Speaking to an audience of church leaders at the Palace of Westminster, he said: ‘Rights spring from the ineradicable dignity that we are given in creation, and we have a responsibility before God, as those who trust in him, to protect them.
‘We must speak out in solidarity. Silence is not an option if we are to stay true to our faith. If our religious beliefs are a core part of our humanity, then treasuring the dignity of each and every human must mean we treasure their right to religious belief – even when we disagree.’
The Most Reverend and Rt. Hon. Justin Welby pointed to the New Testament examples of the rich young ruler (Matthew 19) and the two thieves’ response to Jesus on the cross (Luke 23) as biblical examples of free choice.
76% without freedom
According to the RLC, Christians are subject to violence, intimidation and discrimination in more than 50 countries for trying to exercise that free choice.
‘A staggering 76% of the world’s population live in countries with high restrictions on religious freedom’, said Mervyn Thomas, CEO of Christian Solidarity Worldwide.
‘The vast majority of those facing persecution are Christians. In the very birthplace of Christianity, the Middle East, the Christian faith is in danger of extinction.

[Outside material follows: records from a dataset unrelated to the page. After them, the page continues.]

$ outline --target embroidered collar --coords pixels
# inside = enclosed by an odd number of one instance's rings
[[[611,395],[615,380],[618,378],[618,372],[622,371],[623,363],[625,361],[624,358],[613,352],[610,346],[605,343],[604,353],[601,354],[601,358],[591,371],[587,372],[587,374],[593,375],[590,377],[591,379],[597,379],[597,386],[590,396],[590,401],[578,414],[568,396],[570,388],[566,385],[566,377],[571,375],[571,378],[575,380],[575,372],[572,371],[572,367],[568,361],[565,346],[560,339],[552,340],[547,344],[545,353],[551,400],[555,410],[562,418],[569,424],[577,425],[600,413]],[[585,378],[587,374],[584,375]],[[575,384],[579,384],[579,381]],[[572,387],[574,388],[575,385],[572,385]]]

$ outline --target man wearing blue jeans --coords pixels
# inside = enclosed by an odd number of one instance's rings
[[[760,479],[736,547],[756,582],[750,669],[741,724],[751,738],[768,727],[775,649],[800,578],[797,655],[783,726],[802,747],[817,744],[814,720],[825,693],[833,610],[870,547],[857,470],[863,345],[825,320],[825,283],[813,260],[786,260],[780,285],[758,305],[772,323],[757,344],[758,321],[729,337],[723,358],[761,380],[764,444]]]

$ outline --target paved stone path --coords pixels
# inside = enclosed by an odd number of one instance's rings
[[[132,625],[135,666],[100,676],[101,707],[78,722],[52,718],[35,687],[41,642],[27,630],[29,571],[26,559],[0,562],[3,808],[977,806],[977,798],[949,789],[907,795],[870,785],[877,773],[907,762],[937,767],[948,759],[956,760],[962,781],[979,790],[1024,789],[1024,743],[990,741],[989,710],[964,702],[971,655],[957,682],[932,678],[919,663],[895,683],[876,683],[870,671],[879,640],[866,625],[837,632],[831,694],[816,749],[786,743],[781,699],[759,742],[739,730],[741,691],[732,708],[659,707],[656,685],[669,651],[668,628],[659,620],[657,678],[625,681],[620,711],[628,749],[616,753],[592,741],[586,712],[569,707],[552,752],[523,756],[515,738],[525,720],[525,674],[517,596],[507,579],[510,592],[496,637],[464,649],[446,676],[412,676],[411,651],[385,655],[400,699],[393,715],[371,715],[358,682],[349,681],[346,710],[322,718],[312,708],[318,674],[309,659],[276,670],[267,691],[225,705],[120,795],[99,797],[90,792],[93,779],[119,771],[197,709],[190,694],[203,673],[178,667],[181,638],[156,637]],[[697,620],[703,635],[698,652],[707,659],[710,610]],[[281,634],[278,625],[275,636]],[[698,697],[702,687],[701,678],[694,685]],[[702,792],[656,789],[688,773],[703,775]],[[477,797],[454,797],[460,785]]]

‘The situation is simply too important for the world to ignore. Our purpose [for the RLC] is to amplify the cries of the persecuted so the world can no longer ignore them.’
The RLC is calling on church leaders to urge every Christian in the UK to stand alongside their persecuted brothers and sisters through regular prayer and practical action. Churches are being asked to formally adopt November’s International Day of Prayer for Persecuted Christians (IDOP) as an annual event in the congregation’s calendar.
Special envoy for freedom
Politicians will be pressed by the RLC to make religious freedom a strategic priority. Calls are now mounting for a special envoy on Freedom of Religion or Belief within the Foreign and Commonwealth Office (FCO) to report back on persecution worldwide.

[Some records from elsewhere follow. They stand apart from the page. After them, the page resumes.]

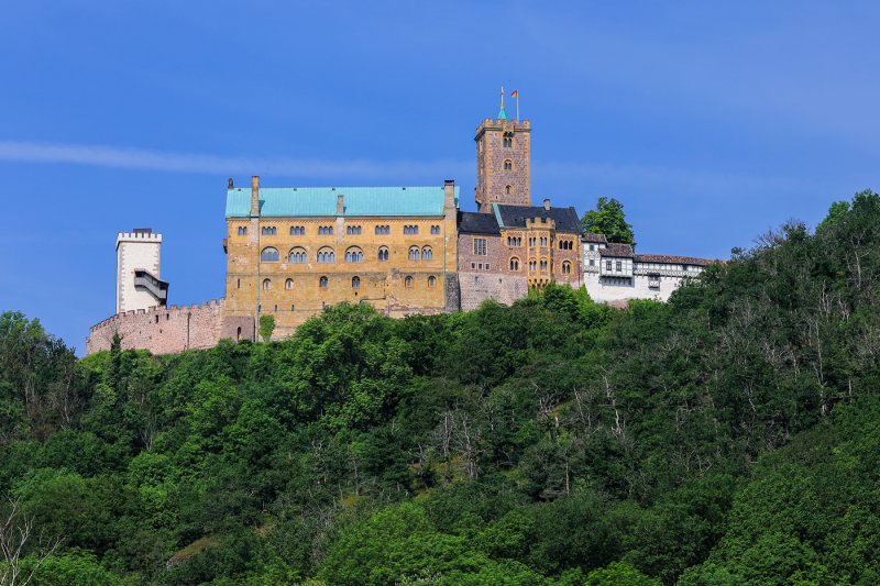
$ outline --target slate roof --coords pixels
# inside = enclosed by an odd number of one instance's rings
[[[498,223],[504,228],[526,228],[527,218],[550,218],[557,223],[559,232],[581,233],[581,220],[574,208],[550,208],[542,206],[507,206],[493,203]]]
[[[459,212],[459,232],[471,234],[498,234],[498,221],[494,213],[479,213],[472,211]]]
[[[696,258],[694,256],[672,256],[669,254],[637,254],[637,263],[663,263],[669,265],[696,265],[707,266],[716,261],[708,261],[706,258]]]
[[[629,244],[617,244],[615,242],[609,242],[606,247],[600,248],[598,254],[600,256],[614,256],[617,258],[632,258],[635,256]]]
[[[344,196],[342,215],[443,215],[440,187],[261,187],[260,214],[284,217],[334,217],[337,196]],[[459,187],[455,186],[455,207]],[[251,215],[251,189],[227,191],[227,218]]]

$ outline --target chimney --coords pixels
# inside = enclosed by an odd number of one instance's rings
[[[474,188],[475,190],[476,188]],[[443,211],[450,213],[455,209],[455,180],[443,181]]]
[[[251,215],[260,215],[260,176],[251,177]]]

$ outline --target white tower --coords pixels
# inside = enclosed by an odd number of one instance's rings
[[[162,234],[135,228],[117,235],[117,313],[164,306],[168,284],[158,278]]]

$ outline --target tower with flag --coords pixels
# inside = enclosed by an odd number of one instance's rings
[[[528,120],[519,119],[519,92],[516,119],[504,108],[504,86],[496,118],[487,118],[476,129],[476,204],[481,212],[491,212],[493,203],[531,204],[530,133]]]

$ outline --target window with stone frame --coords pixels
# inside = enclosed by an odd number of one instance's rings
[[[263,248],[263,252],[260,253],[260,261],[263,263],[277,263],[279,259],[278,248],[266,246]]]

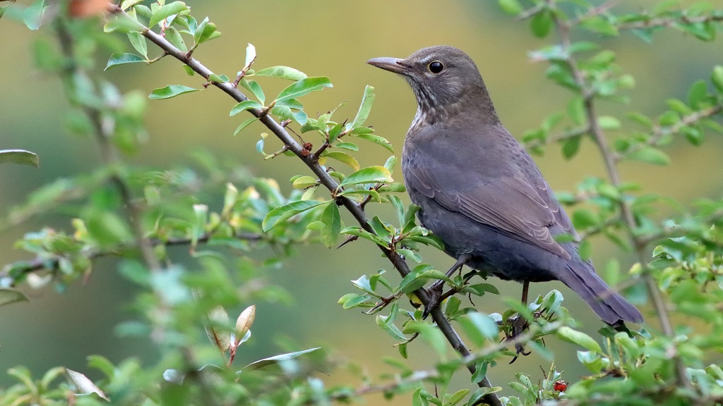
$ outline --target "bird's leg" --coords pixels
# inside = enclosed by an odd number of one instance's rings
[[[450,270],[447,271],[447,276],[450,277],[452,274],[457,272],[458,269],[462,269],[462,267],[469,261],[469,255],[462,255],[455,262],[454,265],[450,268]],[[437,280],[432,284],[432,286],[427,290],[429,295],[429,301],[427,302],[427,306],[424,306],[424,311],[422,314],[422,319],[427,319],[427,316],[429,315],[429,312],[432,311],[433,308],[439,306],[440,304],[440,297],[442,295],[442,288],[445,285],[445,281]]]
[[[529,288],[530,288],[529,281],[526,280],[525,282],[522,282],[521,300],[522,300],[522,304],[526,306],[527,306],[527,293],[529,290]],[[510,324],[512,324],[512,334],[507,337],[507,340],[508,341],[513,340],[515,337],[522,334],[522,332],[525,331],[525,329],[527,327],[529,327],[529,324],[527,322],[527,320],[526,320],[523,317],[522,317],[519,314],[513,317],[510,317],[510,319],[508,319],[508,321],[510,322]],[[525,352],[525,347],[522,344],[520,344],[519,342],[515,344],[515,350],[517,351],[518,354],[522,354],[523,355],[528,355],[530,354],[529,352],[528,353]],[[517,357],[515,357],[514,358],[513,358],[512,361],[510,362],[510,363],[515,362],[516,360]]]

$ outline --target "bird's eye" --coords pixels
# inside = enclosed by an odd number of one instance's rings
[[[440,73],[442,72],[442,69],[445,69],[445,66],[442,65],[442,62],[440,62],[439,61],[430,62],[427,67],[432,73]]]

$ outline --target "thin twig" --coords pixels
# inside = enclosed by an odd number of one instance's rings
[[[547,4],[550,7],[555,7],[553,0],[547,0]],[[552,13],[552,18],[555,25],[557,28],[557,33],[562,42],[562,47],[565,51],[568,51],[571,45],[570,38],[570,27],[568,26],[565,22],[560,20],[560,17],[555,13]],[[565,53],[568,55],[567,61],[568,64],[570,66],[570,69],[573,74],[573,77],[575,78],[575,81],[577,83],[578,87],[580,88],[580,92],[583,95],[583,106],[587,116],[588,123],[590,126],[590,130],[596,143],[597,144],[598,148],[600,150],[600,154],[602,155],[603,160],[605,163],[605,167],[607,170],[608,176],[610,178],[610,183],[616,188],[619,188],[622,183],[620,172],[617,170],[615,159],[607,144],[607,139],[605,138],[605,134],[603,133],[602,129],[598,121],[597,113],[596,112],[596,107],[594,103],[595,93],[590,88],[590,87],[588,86],[586,82],[585,81],[585,78],[583,76],[583,73],[578,66],[577,61],[576,61],[572,53],[565,52]],[[633,242],[633,245],[638,256],[638,259],[641,265],[643,268],[647,269],[648,257],[646,254],[646,246],[643,243],[641,243],[641,241],[638,240],[635,233],[635,230],[637,228],[638,225],[636,222],[635,217],[633,215],[630,203],[628,200],[621,199],[619,204],[620,212],[623,215],[623,218],[625,220],[625,224],[628,226],[628,236]],[[655,280],[653,279],[653,277],[649,272],[644,272],[643,279],[645,280],[648,292],[653,299],[653,303],[655,306],[655,308],[658,314],[658,319],[660,321],[661,328],[665,335],[672,338],[675,332],[672,329],[672,324],[670,322],[670,316],[668,314],[667,306],[661,295],[660,290],[658,290]],[[685,371],[685,366],[683,364],[680,357],[676,355],[675,357],[675,360],[678,384],[681,386],[685,388],[692,388],[692,384],[690,384],[690,381]]]
[[[625,22],[617,25],[618,30],[641,30],[643,28],[653,28],[655,27],[675,27],[678,24],[701,24],[711,22],[723,21],[722,15],[701,15],[689,17],[681,15],[672,18],[651,18],[645,21],[635,21],[633,22]]]

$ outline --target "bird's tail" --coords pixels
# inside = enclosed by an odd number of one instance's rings
[[[583,262],[565,265],[560,280],[587,302],[593,311],[609,324],[620,321],[642,323],[643,315],[595,273],[592,266]]]

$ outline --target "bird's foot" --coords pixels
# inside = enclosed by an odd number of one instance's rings
[[[444,286],[444,284],[445,282],[443,281],[437,280],[427,290],[429,301],[427,302],[427,306],[424,306],[424,311],[422,313],[422,320],[427,319],[427,316],[432,313],[432,311],[434,310],[435,307],[440,306],[440,298],[442,297],[442,288]]]
[[[517,360],[517,358],[519,358],[521,354],[526,356],[531,353],[530,351],[525,351],[525,346],[521,342],[519,342],[515,340],[518,337],[521,335],[528,327],[530,327],[530,324],[526,319],[525,319],[524,317],[522,317],[519,314],[508,319],[506,324],[511,328],[509,333],[505,332],[505,335],[506,337],[505,340],[508,342],[515,343],[515,350],[517,353],[517,355],[515,355],[515,358],[512,358],[512,360],[510,361],[510,363],[512,363]]]

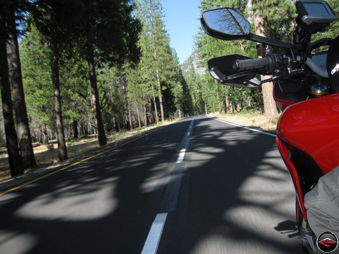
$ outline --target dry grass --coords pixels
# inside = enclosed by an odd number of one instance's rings
[[[209,115],[238,124],[247,126],[255,126],[270,131],[275,130],[279,117],[279,115],[268,117],[263,115],[260,112],[248,110],[232,113],[229,115],[225,113],[219,115],[218,113],[210,113]],[[172,122],[173,121],[165,121],[163,125],[169,124]],[[153,125],[141,129],[137,128],[130,131],[122,130],[118,132],[110,132],[107,135],[107,143],[113,143],[140,134],[158,126]],[[55,149],[52,151],[49,151],[45,145],[41,145],[34,148],[38,167],[26,170],[25,170],[25,173],[46,167],[58,162],[58,145],[56,141],[53,142],[52,143],[54,144]],[[93,136],[70,141],[67,143],[67,147],[68,158],[71,158],[97,148],[99,146],[97,139]],[[4,149],[0,151],[0,181],[10,177],[8,155],[5,149]]]
[[[173,121],[165,121],[163,123],[162,125],[169,124],[173,122]],[[106,134],[107,142],[108,144],[114,143],[124,139],[140,134],[161,125],[161,124],[152,125],[146,128],[137,128],[129,131],[122,130],[118,132],[112,132]],[[34,156],[38,167],[34,169],[25,170],[25,173],[36,170],[58,162],[58,151],[57,141],[52,141],[50,144],[54,145],[54,149],[52,150],[49,150],[44,145],[39,145],[33,148]],[[71,158],[97,148],[99,147],[99,145],[97,138],[93,135],[68,141],[66,142],[66,147],[68,158]],[[0,181],[10,177],[8,155],[6,150],[5,148],[0,151]]]
[[[261,112],[257,111],[244,110],[230,115],[223,113],[212,113],[208,115],[213,117],[222,119],[234,123],[246,126],[254,126],[265,130],[275,131],[277,123],[280,115],[265,117]]]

The media is also being urged to give greater importance to persecution issues – especially where there is evidence of religious cleansing.
Voice from Eritrea
A victim of persecution in Eritrea, one of the world’s most repressive regimes, described the attacks there against Christians at the RLC’s launch.
The Revd Dr Berhane Asmelash said: ‘Today in Eritrea, Christians are being persecuted. Many are imprisoned and regularly subjected to starvation, heavy labour and solitary confinement.

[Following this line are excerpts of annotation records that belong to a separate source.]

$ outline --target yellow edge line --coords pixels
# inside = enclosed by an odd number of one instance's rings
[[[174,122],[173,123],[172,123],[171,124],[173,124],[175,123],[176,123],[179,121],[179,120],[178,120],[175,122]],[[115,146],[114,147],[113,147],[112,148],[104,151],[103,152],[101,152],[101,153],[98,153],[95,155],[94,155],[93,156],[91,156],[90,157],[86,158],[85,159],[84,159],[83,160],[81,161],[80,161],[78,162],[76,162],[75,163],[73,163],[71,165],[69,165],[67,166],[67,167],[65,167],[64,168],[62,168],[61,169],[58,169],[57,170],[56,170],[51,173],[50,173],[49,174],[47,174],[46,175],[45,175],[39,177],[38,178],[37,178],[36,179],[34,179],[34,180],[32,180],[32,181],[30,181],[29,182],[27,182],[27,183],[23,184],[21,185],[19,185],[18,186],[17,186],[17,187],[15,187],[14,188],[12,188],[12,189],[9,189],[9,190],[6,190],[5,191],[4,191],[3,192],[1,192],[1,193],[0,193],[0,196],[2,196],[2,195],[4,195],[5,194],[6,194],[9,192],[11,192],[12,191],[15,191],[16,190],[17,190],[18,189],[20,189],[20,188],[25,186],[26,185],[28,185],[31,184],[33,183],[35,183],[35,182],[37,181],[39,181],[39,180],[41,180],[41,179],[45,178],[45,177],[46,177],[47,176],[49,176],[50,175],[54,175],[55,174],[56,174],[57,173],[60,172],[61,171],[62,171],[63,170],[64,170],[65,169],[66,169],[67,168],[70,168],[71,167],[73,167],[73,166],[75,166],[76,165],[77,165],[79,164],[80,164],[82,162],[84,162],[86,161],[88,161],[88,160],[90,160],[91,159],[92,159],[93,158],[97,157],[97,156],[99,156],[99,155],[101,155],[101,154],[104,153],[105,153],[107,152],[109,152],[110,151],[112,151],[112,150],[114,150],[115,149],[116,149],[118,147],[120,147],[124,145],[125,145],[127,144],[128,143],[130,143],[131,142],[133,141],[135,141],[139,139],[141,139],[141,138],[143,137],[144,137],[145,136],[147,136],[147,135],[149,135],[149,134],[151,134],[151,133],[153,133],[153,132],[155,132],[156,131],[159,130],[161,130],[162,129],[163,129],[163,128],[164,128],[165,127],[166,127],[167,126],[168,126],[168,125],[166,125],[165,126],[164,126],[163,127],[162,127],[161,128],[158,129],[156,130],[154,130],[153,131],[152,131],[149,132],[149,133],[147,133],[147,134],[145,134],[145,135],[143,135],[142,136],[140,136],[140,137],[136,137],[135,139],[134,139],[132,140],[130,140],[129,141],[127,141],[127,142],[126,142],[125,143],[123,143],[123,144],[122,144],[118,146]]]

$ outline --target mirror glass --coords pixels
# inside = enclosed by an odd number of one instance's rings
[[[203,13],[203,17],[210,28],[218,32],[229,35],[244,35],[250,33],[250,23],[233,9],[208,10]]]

‘Prison could be an underground pit or a metal shipping container. Torture is frequent. People are tied by both hands and legs and hung on trees for hours or days. One form of hanging is the ‘Jesus Christ’ which looks like a crucifix.
‘I was arrested and tortured with ‘Number 8’: they tie your arms and put a log under your knees. Many years later, I still feel a numbness on the back of my hand. We strongly call for the international community to put pressure on Eritrea for the immediate release of all prisoners of conscience.’
Founder members of the RLC have been working for decades to raise awareness of persecution issues, and will be collaborating under the banner ‘One voice for the persecuted church.’